Figure 6. PROG-2-5 proteins are found associated with granules in the planarian epidermis

(A) Western blot analysis of PROG-2-5 in soxP-3-, pax-2/5/8-and prog-2-5(RNAi) whole worm lysates. Two bands corresponding to the precursor form (p) and mature form (m) of PROG-2-5 proteins are both significantly down-regulated in the RNAi lysates. Relative densities of PROG-2-5 bands to α-Tubulin are shown at the bottom. (B) Immunostaining of anti-PROG-2-5 combined with double FISH of prog (prog-1 + prog-2 mix) and agat-1. Higher magnification of the boxed regions (a and b) is shown in the right panel. Large PROG-2-5⁺ puncta are observed in 89% of early progeny (prog⁺) cells (a, arrows). Smaller PROG-2-5⁺ puncta are also detected in 75% of late progeny (agat-1⁺) cells (b, arrowheads). Total 341 cells sampled from 5 animals are analyzed. Scale bar, 20µm. (C) Confocal/DIC images of PROG-2-5 immunostaining in the epidermis. Anti-PROG-2-5 detects puncta on both dorsal and ventral epidermis. Scale bar, 20µm. (D) IEM images showing the apical side of epidermal cells. In the control epidermal cell, immuno-gold labeled anti-PROG-2-5 antibodies detect signals in the oval-shaped granules (pseudo-colored in blue). PROG-2-5⁺ granules are undetectable in soxP-3(RNAi) epidermal cells. n = 2. Scale bar, 1µm. (E) IEM image of a mesenchymal cell labeled with anti-PROG-2-5 immuno-gold. Large rhod-shaped granules resembling rhabdites are found in the same cell labeled with PROG-2-5⁺ oval-shaped granules (pseudo-colored in blue) (also see Figure 7 - figure supplement 3). Higher magnification of the boxed region is shown in the right panel. e, endoplasmic reticulum; m, mitochondria; n, nucleus; rh, rhabdite. Scale bar, 1µm.

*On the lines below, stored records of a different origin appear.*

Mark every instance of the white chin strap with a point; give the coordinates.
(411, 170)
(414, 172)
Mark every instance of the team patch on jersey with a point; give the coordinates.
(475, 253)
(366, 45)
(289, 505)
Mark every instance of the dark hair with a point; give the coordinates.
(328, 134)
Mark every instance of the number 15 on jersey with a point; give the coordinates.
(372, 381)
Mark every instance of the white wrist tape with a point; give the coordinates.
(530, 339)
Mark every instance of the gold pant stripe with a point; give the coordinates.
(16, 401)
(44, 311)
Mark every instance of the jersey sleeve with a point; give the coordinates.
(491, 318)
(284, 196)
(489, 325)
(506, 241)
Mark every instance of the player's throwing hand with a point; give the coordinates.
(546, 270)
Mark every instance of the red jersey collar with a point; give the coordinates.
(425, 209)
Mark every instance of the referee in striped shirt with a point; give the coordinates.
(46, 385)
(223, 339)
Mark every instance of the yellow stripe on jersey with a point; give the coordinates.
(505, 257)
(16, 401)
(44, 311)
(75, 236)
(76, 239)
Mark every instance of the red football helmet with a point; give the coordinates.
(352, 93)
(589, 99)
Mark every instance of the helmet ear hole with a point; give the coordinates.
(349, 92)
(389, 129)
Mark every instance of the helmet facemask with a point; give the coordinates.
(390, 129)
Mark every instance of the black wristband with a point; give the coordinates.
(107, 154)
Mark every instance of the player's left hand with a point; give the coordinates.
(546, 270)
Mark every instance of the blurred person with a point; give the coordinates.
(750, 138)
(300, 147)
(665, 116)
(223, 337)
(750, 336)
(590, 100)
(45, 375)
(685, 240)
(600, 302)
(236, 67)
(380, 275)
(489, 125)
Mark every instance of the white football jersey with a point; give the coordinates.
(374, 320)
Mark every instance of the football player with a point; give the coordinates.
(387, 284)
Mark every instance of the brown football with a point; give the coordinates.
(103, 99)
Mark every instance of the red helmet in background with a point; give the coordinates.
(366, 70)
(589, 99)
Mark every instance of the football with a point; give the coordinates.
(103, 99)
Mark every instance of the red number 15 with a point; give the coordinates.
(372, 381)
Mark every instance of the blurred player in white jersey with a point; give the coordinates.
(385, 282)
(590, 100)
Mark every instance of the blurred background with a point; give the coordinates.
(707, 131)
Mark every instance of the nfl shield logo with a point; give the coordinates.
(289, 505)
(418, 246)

Figure 7. Model of epidermal lineage progression in planarian

(A) Schematic of ultrastructures of epidermal precursor and mature epidermal cell. Epidermal precursors contain features of the mature epidermal cells including large rod-shape rhabdites and small oval-shape granules. They are also abundant in mitochondria. (B) Schematic of the planarian epidermal lineage progression and the phenotypic differences in p53-, zfp-1-, soxP-3 and pax-2/5/8 (RNAi) animals. (C) Proposed transcription network in the epidermal lineage progression. Gray arrow represents aspects of the network not studied in depth.